Il redditest ha finalità solo illustrative non denuncia nessun contribuente che dovesse riscontrare di essere al di sopra delle soglie permesse, anche perché è compilabile in forma autonoma, chi fosse preoccupato per i propri “conti” grazie ad esso potrà adottare le contromisure necessarie per sistemarli. I parametri di cui il test tiene conto sono stati calcolati anche in base alle zone geografiche, calcola dunque anche le differenze del costo della vita e della soglia media di benessere di modo che sia il più equo possibile con tutti i cittadini. Da martedì, come detto, verrà presentato e comincerà la campagna pubblicitaria per sensibilizzare la popolazione sul suo uso e per spiegare che è solo l’ultimo, in ordine temporale, mezzo di contrasto dell’evasione fiscale.

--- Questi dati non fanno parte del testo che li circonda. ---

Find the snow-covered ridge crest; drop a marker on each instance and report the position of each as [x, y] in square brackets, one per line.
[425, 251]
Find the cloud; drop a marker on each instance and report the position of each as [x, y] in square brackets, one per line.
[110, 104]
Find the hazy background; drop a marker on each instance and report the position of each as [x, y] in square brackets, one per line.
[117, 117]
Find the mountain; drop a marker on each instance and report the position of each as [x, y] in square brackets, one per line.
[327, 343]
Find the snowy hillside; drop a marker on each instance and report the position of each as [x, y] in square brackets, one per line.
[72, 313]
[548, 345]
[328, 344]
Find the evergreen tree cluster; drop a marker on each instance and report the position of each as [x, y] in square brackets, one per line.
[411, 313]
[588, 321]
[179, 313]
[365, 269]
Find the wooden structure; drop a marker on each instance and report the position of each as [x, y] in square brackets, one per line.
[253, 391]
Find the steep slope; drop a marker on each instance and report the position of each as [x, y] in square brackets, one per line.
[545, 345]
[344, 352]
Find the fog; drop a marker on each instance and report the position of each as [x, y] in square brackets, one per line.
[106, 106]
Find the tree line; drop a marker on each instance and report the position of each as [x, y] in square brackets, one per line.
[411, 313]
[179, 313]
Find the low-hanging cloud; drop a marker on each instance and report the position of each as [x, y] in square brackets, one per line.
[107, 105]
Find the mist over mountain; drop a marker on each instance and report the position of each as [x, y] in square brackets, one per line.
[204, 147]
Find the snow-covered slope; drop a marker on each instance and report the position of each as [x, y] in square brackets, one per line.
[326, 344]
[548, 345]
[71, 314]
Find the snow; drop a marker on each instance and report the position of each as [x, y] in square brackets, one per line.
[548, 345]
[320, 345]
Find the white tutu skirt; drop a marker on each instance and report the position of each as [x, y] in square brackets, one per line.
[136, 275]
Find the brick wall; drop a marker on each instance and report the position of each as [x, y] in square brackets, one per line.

La forza del redditometro sta sia nel fatto che può incrociare le informazioni con varie banche dati della pubblica amministrazione e con le sue circa centro voci di spesa, questo rende facile stimare il reddito per raffrontarlo a quello dichiarato, inoltre non considera solo i beni di lusso come yacht, gioielli, macchine di grossa cilindrata ma calcola anche spese minori come la retta dell’asilo o i master universitari, abbonamenti e donazioni benefiche.
Il contribuente qualora abbia riscontrato la sua incongruità, e perseveri nel mantenere un reddito ed una spesa incongrui verrà segnalato per ulteriori approfondimenti se la differenza è poca, si passa direttamente agli accertamenti quando raggiunge soglie sensibili.